Mangroves are an integral part of the UAE's ecosystem and are home to a rich biodiversity of plant and animal species. The coastlines are dotted with these mangrove belts. However, their fragile ecosystem is under serious threat due to pollution and littering. The litter that unmindful visitors leave on the beaches is washed by the tides on to these mangrove belts. It covers the roots of the mangroves choking them in the process. This litter also affects the varied fauna that live amongst the mangroves which are unable to survive in this sea of plastic. Over a period of time, the mangroves wither and die and as a consequence the birds, reptiles and fish also die.
The youth organization Green Hope promotes biodiversity conservation as one of its core areas of work. Twice a year, Green Hope conducts a clean-up camp for its members as a part of which its members kayak to the mangrove belts. Armed with trash bags, its youth members enter deep into the mangroves and collect huge amounts of litter. Glass, cans, iron pipes, plastics of all shapes and colors or rotting cardboard were among the collected things. These clean-ups are self-financed since the young environmentalists contribute their own pocket money.

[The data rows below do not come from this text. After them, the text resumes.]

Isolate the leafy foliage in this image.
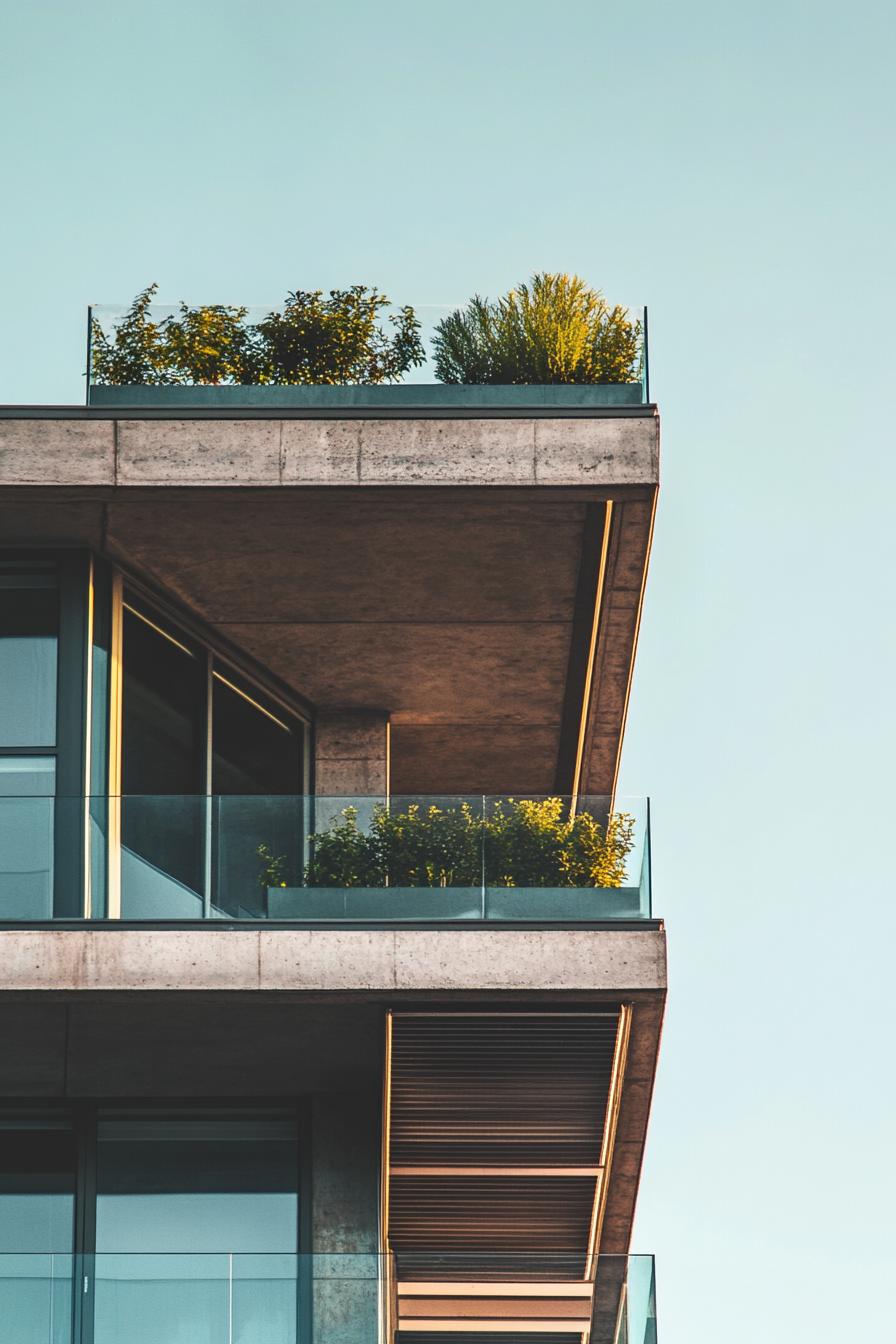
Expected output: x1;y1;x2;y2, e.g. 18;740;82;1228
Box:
90;285;176;384
248;285;426;384
163;304;258;384
433;271;641;383
305;798;634;887
90;285;426;384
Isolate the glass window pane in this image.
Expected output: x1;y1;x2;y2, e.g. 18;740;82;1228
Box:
212;672;304;919
0;1129;77;1255
0;574;59;747
97;1117;298;1254
121;609;206;918
121;607;206;794
212;672;302;794
0;1121;77;1344
0;757;56;919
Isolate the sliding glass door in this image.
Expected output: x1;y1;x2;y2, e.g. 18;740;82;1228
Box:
0;552;90;919
93;1113;298;1344
0;1106;308;1344
0;1117;77;1344
118;590;305;919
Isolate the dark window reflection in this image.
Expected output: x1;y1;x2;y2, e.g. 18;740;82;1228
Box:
0;573;59;747
212;675;302;918
121;609;206;918
0;1128;77;1255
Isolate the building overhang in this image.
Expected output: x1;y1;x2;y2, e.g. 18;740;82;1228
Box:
0;407;658;794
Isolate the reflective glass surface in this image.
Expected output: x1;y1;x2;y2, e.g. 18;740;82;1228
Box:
0;569;59;747
0;1121;77;1344
0;755;56;919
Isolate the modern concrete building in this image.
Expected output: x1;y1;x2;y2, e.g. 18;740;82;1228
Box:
0;370;666;1344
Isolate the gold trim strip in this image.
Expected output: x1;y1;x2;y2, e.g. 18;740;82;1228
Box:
212;668;293;732
390;1167;602;1179
106;571;125;919
380;1011;398;1344
81;555;94;919
611;487;660;802
398;1278;594;1300
572;500;613;795
586;1004;631;1278
122;602;196;659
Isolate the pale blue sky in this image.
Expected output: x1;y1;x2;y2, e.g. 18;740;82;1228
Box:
0;0;896;1344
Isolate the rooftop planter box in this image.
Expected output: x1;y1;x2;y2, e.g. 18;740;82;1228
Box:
87;383;645;414
267;884;650;923
87;273;649;413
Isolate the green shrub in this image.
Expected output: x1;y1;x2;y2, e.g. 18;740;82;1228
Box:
248;285;426;384
305;798;634;887
89;285;177;386
433;271;641;383
90;285;424;386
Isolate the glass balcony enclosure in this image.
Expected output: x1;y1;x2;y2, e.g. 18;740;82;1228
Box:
87;300;650;410
0;551;650;922
0;793;652;923
0;1250;657;1344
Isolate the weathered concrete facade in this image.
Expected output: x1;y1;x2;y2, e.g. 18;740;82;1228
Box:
0;407;666;1344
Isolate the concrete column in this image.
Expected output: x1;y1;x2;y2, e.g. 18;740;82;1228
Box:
314;710;390;798
312;1093;382;1344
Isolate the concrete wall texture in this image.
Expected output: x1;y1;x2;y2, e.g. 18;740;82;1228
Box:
0;409;660;487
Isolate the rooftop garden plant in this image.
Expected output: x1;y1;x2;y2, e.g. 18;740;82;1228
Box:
90;285;424;386
90;271;643;386
305;798;634;887
433;271;641;383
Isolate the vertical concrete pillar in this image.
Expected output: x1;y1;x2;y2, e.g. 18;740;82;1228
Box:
312;1093;380;1344
314;710;390;798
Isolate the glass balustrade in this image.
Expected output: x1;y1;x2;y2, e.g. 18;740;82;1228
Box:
0;1250;657;1344
0;794;652;923
87;301;650;410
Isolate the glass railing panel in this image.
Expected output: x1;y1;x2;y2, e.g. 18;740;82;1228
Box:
0;794;652;923
87;300;649;407
0;1249;657;1344
0;784;56;919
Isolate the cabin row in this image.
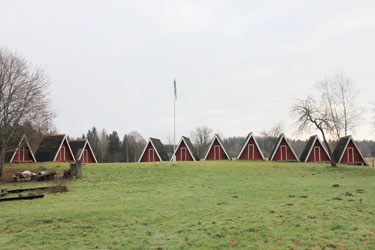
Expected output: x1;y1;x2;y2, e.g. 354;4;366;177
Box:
5;135;97;163
138;133;367;165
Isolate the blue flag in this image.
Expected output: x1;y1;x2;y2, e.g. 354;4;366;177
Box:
174;79;177;100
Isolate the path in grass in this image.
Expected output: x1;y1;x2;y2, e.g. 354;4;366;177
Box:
0;161;375;249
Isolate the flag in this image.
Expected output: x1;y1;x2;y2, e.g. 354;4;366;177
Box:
174;79;177;100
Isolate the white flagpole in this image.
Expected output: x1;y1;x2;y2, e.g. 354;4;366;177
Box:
173;79;177;165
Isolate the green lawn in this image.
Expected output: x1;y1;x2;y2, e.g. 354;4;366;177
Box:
0;161;375;249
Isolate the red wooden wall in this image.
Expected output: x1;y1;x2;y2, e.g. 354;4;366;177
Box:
81;144;95;163
340;141;365;164
206;139;228;160
55;140;74;162
273;138;297;161
307;140;330;162
140;142;160;162
11;146;34;163
176;141;193;161
239;137;263;160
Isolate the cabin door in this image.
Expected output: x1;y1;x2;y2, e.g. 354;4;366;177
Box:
214;146;221;160
181;148;187;161
148;148;155;162
280;145;288;161
347;147;354;163
82;149;89;163
60;146;65;161
314;147;320;162
247;144;254;160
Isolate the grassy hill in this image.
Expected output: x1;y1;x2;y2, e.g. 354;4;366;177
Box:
0;161;375;249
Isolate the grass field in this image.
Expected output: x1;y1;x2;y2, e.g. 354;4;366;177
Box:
0;161;375;249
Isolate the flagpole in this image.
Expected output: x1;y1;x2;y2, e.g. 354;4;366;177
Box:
173;79;176;166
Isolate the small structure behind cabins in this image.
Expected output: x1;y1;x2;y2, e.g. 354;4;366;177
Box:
69;139;98;163
171;136;199;161
237;132;264;160
5;135;36;163
269;134;298;161
299;135;331;162
204;134;232;160
138;137;169;162
35;135;75;162
333;135;367;165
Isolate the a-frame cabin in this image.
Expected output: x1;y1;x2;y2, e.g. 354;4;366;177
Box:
138;137;169;162
69;139;98;163
171;136;199;161
35;135;75;162
5;135;36;163
237;132;264;160
299;135;331;162
333;135;367;165
269;134;298;161
204;134;232;160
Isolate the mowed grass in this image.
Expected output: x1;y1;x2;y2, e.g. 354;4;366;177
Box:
0;161;375;249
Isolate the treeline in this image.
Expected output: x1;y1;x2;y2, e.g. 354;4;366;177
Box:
82;127;146;162
72;127;375;162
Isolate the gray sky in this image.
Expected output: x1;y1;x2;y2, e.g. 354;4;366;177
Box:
0;0;375;142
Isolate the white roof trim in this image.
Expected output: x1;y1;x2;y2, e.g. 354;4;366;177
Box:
237;132;264;160
270;133;299;161
338;135;368;165
304;135;331;162
53;134;76;161
138;138;163;162
204;134;232;160
9;135;36;162
77;139;98;163
170;136;197;161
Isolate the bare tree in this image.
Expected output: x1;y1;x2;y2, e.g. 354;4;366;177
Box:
0;49;54;176
261;122;283;144
316;72;362;138
191;126;213;158
292;96;336;167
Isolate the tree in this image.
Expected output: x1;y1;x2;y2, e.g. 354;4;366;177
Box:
191;126;212;159
291;73;361;167
316;72;362;138
292;96;337;167
0;49;54;176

This activity has a direct impact on the longevity and conservation of mangroves. Each clean-up of a mangrove belt yields over a ton of litter. Around 30 young people participate in each clean-up which has been conducted twice a year throughout the last 4 years. What is remarkable is that these dedicated young people not only clean the mangrove belts themselves but also that they finance this project out of their own pocket money.